History

Japan
- Name: Yu 3002
- Builder: Korea Machine Factory Boat Manufacturing Works, Inchon, Chosen (Korea)
- Fate: Sank in storm 1945

General characteristics Yu I type
- Type: Transport submarine
- Displacement: 274 long tons (278 t) surfaced; 346 long tons (352 t) submerged;
- Length: 41.40 m (135 ft 10 in) overall
- Beam: 3.90 m (12 ft 10 in)
- Draft: 3.00 m (9 ft 10 in)
- Propulsion: 2 × Hesselman engines; 300 kW (400 bhp) surfaced; 56 kW (75 shp) submerged; single shaft;
- Speed: 10 knots (19 km/h; 12 mph) surfaced; 4 knots (7.4 km/h; 4.6 mph) submerged;
- Range: 1,500 nmi (2,800 km; 1,700 mi) at 8 knots (15 km/h; 9.2 mph) surfaced; 32 nmi (59 km; 37 mi) at 4 knots (7.4 km/h; 4.6 mph) submerged;
- Test depth: 100 m (328 ft)
- Capacity: 24 tons freight or 40 troops
- Complement: 23
- Armament: 1 x deck gun

= Japanese submarine Yu 3002 =

Imperial Japanese Army Yu 3001-class submarine

Yu 3002 was an Imperial Japanese Army transport submarine, a unit of the Yu 3001 subclass of the Yu I type. Constructed for use during World War II, she served in the waters of the Japanese archipelago and was lost in a storm in 1945.

==Construction==
In the final two years of World War II, the Imperial Japanese Army constructed transport submarines — officially the Type 3 submergence transport vehicle and known to the Japanese Army as the Maru Yu — with which to supply its isolated island garrisons in the Pacific. Only submarines of the Yu I type were completed and saw service. The Yu I type was produced in four subclasses, each produced by a different manufacturer and differing primarily in the design of their conning towers and details of their gun armament. None carried torpedoes or had torpedo tubes. Yu 3002 was a unit of the Yu 3001 subclass.

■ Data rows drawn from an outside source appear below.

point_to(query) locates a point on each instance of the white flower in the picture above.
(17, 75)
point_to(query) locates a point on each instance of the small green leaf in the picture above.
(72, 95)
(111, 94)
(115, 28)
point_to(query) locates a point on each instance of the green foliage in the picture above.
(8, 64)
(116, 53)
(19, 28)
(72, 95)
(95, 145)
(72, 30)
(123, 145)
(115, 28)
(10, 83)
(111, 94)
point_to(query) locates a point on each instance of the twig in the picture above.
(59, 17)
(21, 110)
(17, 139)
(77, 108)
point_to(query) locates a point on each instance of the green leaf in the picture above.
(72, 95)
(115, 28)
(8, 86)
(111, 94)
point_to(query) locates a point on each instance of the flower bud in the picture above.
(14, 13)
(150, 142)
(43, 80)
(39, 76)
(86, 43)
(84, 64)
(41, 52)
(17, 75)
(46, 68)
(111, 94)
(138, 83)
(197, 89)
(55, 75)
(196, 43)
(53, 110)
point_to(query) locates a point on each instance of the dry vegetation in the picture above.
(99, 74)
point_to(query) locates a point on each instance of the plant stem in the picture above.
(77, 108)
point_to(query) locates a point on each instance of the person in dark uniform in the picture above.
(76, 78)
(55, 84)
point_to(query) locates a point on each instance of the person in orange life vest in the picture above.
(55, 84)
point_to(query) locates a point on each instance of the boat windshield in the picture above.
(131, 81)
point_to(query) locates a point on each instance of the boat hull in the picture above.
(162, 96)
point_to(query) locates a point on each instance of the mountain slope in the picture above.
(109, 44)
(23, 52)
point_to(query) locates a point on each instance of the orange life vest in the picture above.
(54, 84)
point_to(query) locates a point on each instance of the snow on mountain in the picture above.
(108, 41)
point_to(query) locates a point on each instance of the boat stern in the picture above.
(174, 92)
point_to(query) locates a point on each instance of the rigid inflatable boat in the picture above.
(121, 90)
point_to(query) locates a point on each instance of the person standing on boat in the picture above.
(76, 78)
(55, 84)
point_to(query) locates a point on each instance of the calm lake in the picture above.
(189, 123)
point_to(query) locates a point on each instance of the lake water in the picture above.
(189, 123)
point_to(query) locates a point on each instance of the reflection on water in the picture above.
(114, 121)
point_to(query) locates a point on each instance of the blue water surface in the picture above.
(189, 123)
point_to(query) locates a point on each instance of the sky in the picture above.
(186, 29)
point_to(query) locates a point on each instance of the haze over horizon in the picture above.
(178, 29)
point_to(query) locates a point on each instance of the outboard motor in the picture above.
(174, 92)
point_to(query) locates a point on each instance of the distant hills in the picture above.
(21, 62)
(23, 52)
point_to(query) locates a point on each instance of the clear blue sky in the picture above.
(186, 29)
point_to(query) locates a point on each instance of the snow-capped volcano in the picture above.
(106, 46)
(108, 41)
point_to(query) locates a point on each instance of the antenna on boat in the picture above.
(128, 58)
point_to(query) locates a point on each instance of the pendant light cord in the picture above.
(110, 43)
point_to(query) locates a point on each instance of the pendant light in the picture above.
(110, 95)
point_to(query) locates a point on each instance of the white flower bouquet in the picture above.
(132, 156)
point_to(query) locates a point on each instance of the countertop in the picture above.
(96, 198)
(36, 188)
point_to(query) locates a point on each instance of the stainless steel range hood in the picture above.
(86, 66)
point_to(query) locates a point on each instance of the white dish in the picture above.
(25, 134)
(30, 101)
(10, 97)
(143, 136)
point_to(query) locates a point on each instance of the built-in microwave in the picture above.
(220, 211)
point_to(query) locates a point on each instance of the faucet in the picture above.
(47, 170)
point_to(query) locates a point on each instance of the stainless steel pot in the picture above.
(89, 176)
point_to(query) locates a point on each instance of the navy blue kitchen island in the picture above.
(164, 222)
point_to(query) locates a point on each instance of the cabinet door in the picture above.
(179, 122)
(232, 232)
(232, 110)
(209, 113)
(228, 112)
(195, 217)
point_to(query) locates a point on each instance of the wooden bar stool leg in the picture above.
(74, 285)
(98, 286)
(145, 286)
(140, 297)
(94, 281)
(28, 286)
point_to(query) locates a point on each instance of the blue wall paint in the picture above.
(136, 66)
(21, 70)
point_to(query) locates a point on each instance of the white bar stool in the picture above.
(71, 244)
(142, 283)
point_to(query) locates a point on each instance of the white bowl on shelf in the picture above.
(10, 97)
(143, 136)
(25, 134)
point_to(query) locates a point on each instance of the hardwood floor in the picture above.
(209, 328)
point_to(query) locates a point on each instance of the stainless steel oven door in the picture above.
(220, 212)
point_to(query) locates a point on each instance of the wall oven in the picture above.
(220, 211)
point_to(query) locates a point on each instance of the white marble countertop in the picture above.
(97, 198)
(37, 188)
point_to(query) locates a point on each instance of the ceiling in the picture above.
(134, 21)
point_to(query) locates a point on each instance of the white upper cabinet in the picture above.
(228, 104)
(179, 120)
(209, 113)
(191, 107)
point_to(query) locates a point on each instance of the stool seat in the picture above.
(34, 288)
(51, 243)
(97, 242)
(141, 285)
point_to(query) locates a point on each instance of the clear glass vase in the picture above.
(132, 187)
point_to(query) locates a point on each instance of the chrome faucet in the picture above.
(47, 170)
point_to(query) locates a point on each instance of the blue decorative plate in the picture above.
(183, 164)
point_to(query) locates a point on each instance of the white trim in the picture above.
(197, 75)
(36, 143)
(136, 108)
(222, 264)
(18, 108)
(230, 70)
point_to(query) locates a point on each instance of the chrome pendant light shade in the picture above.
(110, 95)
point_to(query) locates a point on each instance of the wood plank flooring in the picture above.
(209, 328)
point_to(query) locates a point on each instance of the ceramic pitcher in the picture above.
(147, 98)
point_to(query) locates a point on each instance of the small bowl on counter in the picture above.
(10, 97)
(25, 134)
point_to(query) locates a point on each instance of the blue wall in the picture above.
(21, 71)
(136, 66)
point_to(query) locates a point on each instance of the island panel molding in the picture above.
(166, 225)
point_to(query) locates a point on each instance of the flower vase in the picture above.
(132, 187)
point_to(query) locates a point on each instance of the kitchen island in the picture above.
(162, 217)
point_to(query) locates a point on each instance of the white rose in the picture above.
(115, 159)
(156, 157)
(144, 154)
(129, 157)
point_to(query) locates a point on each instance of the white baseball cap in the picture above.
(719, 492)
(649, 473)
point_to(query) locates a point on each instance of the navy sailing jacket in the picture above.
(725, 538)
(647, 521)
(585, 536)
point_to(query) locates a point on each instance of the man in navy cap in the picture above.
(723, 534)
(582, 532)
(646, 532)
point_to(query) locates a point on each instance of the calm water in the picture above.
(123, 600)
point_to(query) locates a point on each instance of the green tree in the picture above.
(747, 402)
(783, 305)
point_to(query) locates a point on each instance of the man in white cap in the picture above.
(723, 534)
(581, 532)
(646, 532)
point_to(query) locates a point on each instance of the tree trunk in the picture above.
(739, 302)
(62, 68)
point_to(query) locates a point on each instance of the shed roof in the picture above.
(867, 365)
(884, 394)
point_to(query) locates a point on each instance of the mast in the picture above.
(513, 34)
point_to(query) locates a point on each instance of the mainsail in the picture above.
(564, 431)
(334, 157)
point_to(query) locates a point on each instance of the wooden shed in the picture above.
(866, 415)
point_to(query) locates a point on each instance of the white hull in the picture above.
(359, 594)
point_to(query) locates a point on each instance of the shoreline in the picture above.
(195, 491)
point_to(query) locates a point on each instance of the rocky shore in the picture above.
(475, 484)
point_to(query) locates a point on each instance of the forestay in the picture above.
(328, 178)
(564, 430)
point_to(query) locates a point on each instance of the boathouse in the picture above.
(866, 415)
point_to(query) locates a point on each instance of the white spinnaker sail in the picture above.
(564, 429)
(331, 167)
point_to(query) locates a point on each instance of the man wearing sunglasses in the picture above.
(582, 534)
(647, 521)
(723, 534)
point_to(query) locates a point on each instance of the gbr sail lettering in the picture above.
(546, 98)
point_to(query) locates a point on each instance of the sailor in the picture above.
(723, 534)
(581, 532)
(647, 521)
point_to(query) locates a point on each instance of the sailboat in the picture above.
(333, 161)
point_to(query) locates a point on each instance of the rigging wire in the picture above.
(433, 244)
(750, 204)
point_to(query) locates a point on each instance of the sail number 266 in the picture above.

The Korea Machine Factory Boat Manufacturing Works (Chosen Kikan Seisakujo Jinsen Kojo Seizotai) constructed Yu 3002 at Inchon in Chosen, the Japanese name for Korea while Korea was under Japanese rule. Records of the details of the construction of Yu 3002 have not been discovered, but the lead unit of her subclass, her sister ship , entered service in August 1944.

One source claims the North Korea Machine Works (Kikai Seisakujo) at Wonsan, Korea, built all submarines of the Yu 3001 subclass.

==Service history==
Yu 3002 spent her operational career in Japanese home waters. Surviving records of the activities of Imperial Japanese Army submarines are fragmentary, and no records have been discovered describing her specific activities in support of any particular operation. She sank in a storm sometime in 1945.